O que poucos estão dizendo sobre o ‘ano teste’
Deixe-me ser direto: não existe teste sem consequência no mundo tributário brasileiro. O Fisco não faz ensaios; ele registra, cobra e autua.
O que está sendo vendido como período de adaptação é, na prática, a ativação completa de um novo sistema de obrigações acessórias. A partir de janeiro de 2026, a sua empresa precisará ter sistemas ajustados, integrações customizadas, equipes treinadas e processos revisados. Não há prorrogação prevista. E o descumprimento dessas obrigações pode resultar em autuações fiscais, custos operacionais inesperados e, em casos extremos, paralisação das atividades por falhas na emissão de documentos fiscais.
Em 40 anos de tributário, eu aprendi uma lição fundamental: quando o governo diz ‘teste’, o empresário deve ler ‘validação com consequências reais’.

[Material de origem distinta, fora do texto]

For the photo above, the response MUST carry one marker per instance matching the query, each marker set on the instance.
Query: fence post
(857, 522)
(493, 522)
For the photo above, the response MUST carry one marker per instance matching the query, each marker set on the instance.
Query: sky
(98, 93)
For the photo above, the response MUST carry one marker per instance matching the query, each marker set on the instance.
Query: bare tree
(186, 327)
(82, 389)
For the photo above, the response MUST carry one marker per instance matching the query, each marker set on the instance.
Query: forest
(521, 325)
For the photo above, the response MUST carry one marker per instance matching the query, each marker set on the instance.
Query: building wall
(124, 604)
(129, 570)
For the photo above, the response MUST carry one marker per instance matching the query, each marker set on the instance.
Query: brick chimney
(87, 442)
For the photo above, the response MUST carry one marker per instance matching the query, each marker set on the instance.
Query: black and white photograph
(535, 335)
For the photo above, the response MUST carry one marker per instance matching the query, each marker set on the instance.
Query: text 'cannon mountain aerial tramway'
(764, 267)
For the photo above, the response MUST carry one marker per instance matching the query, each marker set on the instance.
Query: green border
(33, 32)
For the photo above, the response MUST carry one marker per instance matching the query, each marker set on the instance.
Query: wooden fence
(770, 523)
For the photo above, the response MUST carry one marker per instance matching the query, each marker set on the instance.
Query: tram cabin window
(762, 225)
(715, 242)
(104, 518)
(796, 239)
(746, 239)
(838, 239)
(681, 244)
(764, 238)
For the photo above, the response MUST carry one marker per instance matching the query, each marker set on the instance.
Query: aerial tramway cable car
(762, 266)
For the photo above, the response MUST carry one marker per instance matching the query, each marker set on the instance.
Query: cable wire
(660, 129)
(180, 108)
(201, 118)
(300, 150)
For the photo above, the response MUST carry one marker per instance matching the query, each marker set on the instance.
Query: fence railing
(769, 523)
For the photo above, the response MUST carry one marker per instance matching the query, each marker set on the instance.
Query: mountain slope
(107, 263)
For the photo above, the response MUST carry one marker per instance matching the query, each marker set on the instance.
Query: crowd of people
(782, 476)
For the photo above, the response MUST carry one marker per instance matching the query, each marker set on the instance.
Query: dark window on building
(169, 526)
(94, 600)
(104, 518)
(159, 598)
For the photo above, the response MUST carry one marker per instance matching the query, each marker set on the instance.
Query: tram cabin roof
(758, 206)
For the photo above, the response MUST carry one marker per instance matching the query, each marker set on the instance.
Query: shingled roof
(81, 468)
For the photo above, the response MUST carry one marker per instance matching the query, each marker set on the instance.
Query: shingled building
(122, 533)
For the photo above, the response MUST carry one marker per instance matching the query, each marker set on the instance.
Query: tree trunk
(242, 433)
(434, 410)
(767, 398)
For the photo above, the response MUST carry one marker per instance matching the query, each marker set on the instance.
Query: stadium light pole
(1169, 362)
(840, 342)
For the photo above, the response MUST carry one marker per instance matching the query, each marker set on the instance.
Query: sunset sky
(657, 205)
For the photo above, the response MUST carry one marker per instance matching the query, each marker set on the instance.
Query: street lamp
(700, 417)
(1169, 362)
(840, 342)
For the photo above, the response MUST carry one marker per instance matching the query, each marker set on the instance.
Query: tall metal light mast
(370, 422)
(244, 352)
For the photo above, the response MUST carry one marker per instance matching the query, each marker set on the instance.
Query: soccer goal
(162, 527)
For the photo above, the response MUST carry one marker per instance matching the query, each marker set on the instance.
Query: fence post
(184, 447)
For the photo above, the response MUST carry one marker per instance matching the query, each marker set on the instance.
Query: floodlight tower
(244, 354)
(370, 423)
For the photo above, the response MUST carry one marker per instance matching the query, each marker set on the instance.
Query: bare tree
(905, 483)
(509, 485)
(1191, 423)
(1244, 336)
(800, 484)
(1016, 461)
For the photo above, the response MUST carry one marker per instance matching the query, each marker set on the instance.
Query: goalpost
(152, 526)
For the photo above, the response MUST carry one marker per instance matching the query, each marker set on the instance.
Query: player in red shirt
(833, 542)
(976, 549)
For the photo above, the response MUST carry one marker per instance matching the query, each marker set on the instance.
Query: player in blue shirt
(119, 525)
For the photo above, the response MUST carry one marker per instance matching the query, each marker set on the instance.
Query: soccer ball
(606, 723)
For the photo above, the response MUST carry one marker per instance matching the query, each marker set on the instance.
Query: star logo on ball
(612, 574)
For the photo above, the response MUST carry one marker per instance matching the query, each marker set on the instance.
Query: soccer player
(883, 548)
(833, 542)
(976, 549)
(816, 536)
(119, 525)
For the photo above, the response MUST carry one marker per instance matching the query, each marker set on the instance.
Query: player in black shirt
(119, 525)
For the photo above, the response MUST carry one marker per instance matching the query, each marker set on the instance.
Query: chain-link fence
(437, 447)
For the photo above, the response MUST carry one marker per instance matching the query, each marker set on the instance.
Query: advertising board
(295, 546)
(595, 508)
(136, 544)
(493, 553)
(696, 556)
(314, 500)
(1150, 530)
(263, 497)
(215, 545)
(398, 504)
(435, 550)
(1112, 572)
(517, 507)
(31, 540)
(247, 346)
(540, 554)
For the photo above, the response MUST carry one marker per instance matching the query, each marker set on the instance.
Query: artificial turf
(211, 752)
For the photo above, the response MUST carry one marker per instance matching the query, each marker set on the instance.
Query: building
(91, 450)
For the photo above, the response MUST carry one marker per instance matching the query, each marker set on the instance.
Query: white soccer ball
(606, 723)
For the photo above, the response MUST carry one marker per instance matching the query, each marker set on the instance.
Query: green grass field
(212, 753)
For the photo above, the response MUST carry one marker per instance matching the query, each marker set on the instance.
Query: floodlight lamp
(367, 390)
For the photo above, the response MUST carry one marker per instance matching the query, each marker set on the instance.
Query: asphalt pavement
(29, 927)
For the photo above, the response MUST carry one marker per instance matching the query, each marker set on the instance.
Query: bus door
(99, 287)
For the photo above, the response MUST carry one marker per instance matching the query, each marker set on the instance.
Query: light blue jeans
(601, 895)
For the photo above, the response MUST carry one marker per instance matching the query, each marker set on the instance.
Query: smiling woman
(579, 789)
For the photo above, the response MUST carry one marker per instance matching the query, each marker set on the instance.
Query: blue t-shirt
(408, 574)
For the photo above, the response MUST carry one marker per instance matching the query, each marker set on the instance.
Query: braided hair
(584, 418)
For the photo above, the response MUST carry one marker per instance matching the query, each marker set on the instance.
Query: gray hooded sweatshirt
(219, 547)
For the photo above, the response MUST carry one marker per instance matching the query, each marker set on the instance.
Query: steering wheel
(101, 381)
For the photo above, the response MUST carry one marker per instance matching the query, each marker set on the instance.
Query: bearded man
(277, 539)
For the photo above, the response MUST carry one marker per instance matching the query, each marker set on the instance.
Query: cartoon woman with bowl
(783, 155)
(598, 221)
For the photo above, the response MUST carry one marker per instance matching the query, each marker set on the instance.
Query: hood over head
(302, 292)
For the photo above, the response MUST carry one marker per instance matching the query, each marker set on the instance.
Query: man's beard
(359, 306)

O cronograma que você precisa conhecer
A transição da Reforma Tributária não é um evento; é um processo de sete anos. E cada etapa exige preparação específica.
2026: O chamado ‘ano teste’
Cobrança experimental da CBS (0,9%) e do IBS (0,1%). Obrigatoriedade de preenchimento dos novos campos nas notas fiscais. Os tributos antigos — PIS, Cofins, ICMS e ISS — continuam valendo integralmente. Empresas do Simples Nacional estão dispensadas dessa fase, mas atenção: alguns Estados já sinalizam que exigirão o destaque dos novos tributos em operações de devolução.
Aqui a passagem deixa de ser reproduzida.